223. Answer: 2 Rationale: Professional liability insurance is required for protection against malpractice lawsuits. While the employing agency usually does provide protection to the health care workers, it is necessary for the nurse to purchase his/ her own in order for protection to be provided as an individual and to allow for an attorney's presence who only has the nurse's interests in mind. Options 1, 3, and 4 are incorrect. • Test-Taking Strategy: Note the strategic words "most appropriate." Recall that it is advisable for nurses to have their own professional liability insurance in order to answer this question correctly. • Review: professional liability insurance.
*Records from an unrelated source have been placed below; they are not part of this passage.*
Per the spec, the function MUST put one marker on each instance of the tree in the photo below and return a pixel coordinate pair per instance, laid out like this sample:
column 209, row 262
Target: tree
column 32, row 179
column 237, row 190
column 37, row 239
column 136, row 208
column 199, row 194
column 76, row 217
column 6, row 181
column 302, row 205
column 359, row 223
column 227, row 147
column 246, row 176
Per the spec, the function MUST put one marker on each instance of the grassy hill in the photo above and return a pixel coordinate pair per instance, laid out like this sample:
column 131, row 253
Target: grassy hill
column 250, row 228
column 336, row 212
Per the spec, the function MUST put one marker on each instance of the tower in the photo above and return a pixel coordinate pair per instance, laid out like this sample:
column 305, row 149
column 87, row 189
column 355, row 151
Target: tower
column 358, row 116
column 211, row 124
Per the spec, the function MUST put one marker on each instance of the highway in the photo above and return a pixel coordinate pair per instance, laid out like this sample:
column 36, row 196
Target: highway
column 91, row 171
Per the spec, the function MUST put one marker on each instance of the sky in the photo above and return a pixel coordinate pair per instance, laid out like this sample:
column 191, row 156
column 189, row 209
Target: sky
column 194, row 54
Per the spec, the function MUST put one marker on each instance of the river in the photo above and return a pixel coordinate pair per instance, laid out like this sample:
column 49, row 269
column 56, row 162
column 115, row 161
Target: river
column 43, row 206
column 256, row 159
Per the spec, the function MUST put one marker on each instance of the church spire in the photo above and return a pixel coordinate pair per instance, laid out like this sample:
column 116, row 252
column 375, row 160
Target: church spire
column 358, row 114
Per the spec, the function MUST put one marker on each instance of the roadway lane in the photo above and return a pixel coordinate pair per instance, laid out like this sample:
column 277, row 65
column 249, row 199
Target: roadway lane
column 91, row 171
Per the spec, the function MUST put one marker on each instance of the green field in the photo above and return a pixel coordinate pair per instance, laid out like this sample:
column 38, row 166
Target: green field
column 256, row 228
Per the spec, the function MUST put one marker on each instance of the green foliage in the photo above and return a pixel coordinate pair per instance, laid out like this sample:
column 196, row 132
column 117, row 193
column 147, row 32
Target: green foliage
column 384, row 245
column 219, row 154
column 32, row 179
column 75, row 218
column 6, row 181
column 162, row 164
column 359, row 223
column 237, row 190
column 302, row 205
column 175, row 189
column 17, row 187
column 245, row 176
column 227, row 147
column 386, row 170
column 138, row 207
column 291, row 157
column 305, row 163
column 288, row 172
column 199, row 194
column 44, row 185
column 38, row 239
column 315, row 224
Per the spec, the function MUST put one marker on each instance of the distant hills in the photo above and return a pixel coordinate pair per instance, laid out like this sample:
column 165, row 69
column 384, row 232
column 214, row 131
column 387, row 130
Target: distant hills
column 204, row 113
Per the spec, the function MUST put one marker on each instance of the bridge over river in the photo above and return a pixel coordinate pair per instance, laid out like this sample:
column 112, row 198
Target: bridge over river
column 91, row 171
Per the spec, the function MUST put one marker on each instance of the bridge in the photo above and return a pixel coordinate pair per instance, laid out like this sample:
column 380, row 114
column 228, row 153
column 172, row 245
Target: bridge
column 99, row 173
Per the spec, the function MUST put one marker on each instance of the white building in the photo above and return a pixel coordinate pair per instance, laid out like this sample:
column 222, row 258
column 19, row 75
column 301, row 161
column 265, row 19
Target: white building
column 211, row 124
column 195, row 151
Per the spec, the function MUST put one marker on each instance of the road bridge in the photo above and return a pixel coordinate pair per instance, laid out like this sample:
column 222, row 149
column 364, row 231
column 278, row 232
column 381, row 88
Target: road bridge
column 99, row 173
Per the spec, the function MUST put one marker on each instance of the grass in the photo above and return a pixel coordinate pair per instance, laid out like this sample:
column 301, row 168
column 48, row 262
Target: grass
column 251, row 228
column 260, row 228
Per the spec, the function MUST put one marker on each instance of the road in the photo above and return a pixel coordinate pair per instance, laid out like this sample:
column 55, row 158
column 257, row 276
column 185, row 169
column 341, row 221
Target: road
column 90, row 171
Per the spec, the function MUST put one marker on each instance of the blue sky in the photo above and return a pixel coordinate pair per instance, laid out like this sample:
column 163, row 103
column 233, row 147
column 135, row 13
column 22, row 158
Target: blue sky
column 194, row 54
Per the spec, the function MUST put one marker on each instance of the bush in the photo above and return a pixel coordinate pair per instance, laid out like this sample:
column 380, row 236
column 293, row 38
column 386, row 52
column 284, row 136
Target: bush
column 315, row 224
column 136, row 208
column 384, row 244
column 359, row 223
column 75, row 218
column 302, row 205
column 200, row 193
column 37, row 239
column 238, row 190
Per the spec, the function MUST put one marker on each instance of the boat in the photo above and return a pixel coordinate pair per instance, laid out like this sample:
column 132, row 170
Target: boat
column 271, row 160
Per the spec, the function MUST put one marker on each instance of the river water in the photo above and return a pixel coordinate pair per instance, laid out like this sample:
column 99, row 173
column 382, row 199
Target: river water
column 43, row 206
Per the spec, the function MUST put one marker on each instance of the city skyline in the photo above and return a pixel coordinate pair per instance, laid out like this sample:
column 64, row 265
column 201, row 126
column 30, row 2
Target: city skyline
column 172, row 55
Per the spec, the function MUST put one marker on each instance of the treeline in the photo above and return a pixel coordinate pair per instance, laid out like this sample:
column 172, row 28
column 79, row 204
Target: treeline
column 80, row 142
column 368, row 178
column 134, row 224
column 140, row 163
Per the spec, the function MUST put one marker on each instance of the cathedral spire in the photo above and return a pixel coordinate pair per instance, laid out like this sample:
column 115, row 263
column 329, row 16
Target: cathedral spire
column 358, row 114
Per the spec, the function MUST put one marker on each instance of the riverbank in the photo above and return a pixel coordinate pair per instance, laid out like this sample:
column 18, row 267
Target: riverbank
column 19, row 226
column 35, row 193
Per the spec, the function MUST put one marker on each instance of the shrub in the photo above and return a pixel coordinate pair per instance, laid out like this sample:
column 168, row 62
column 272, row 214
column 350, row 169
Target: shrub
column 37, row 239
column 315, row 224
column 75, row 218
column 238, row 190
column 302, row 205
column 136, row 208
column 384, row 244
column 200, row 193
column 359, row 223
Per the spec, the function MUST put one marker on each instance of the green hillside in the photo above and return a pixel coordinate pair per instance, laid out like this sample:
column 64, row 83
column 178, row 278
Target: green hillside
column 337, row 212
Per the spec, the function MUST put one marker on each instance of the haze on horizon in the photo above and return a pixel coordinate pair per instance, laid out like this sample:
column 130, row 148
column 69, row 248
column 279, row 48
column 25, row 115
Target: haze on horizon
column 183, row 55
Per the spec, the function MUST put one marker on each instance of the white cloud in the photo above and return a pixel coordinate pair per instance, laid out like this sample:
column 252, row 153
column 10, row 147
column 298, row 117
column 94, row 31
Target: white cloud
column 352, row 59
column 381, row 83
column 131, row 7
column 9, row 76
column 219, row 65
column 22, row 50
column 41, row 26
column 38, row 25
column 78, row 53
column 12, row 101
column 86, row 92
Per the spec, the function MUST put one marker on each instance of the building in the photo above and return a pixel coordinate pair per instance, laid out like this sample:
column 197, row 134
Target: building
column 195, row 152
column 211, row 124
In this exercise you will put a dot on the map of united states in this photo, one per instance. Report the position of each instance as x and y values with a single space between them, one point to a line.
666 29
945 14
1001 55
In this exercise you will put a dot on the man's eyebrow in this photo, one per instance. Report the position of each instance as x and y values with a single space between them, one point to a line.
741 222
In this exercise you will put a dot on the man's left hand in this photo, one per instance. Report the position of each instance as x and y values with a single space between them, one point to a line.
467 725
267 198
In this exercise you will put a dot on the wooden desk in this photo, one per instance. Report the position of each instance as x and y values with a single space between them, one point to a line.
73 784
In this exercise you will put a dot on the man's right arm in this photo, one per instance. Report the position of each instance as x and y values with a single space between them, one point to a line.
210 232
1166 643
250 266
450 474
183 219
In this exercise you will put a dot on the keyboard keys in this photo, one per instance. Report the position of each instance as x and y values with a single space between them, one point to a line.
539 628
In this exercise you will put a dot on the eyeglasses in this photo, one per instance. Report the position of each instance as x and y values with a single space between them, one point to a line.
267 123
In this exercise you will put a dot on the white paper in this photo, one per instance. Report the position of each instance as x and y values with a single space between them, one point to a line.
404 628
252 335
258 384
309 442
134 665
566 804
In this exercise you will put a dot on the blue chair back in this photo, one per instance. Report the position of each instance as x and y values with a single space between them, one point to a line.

226. The nurse is preparing a discharge teaching plan for a client who is going home following a chronic obstructive pulmonary disease (COPD) exacerbation. In teaching the client, which step should the nurse take first? 1. Determine the client's immediate learning needs 2. Determine what the client perceives as important 3. Review the learning objectives established for the client 4. Assess the client's anxiety level and the amount of time available to teach

226. Answer: 1 Rationale: When preparing to teach a client, the first action is to determine the client's immediate learning needs. The nurse should then review the learning objectives established for the client. Next, the nurse should determine what the client perceives as important. Lastly, the nurse should assess the client's anxiety level and the amount of time available to teach. • Test-Taking Strategy: Note the strategic word "first." Determining the client's immediate learning needs is the first step in preparing to teach a client in order for teaching to be effective. • Review: setting priorities for client teaching.

228. When caring for a group of clients, the nurse considers which priority factor( s) in order to determine which client to care for first? Select all that apply. 1. Complexity of illness 2. Stability of condition 3. Basic needs of the client 4. Client feelings regarding care 5. Time required for care delivery

228. Answer: 1, 2, 3 Rationale: When determining which client to care for first, the priority factors to consider include the complexity of the illness, the stability of the condition, and the basic needs of the client. While time required for care delivery and client feelings are a consideration, the nurse should remember that physiological needs are the priority. • Test-Taking Strategy: Note the strategic word "first." Use Maslow's Hierarchy of Needs theory in order to answer this question correctly. • Review: guidelines for prioritizing.